Mr Parsons found an incision of about three inches in length. The bleeding had stopped, but the patient was not well:

He was in a state of great collapse, with a very small and feeble pulse; warmth and restoratives, soon, however, succeeded in bringing on reaction, and no more haemorrhage occurring, the wound was brought together by suture and adhesive plaster. In the evening, some pain and restlessness coming on, he was ordered five grains of calomel and two of opium.

The following day Mr Parsons returned, and found that his patient had managed to get some sleep, but was still in great pain. The surgeon prescribed some medicines.

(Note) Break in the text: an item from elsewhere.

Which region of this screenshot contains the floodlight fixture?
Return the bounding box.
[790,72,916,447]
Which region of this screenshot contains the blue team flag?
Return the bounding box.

Ordered one ounce of castor oil directly; twelve leeches to the abdomen and warm fomentations; also every four hours:

Mercury with chalk, five grains; Powdered compound ipecacuanha, three grains with the following draught:-

Liquor of acetate of ammonia, two drachms; Spirit of nitric ether, fifteen minims; Saline mixture, ten drachms.

Under this treatment the patient’s condition rapidly improved, and a few days later he was able to get out of bed and resume his normal work.  But a few weeks later, after a long walk, he began to experience renewed pain.

In spite of active antiphlogistic treatment these symptoms gradually increased until May 9th, when fluctuation being very evident throughout the whole extent of the swelling, an incision was made at the most depending part, and extended upwards into the inguinal canal, laying open the whole extent of the sac, and giving exit to about four ounces of foetid pus; granulations quickly sprung up, filling the whole cavity of the sac and inguinal canal with solid matter.

Despite his unwise attempt at do-it-yourself surgery, the patient made a complete recovery.

No descent of the hernia has ever since occurred; he wears no kind of support, says he is stronger and better than ever he was, and does not regret the operation he performed for himself, to which I can bear my willing testimony, having seen him only a few days ago engaged at his old occupation putting up a mud house, to supply the loss of his own, recently destroyed by fire.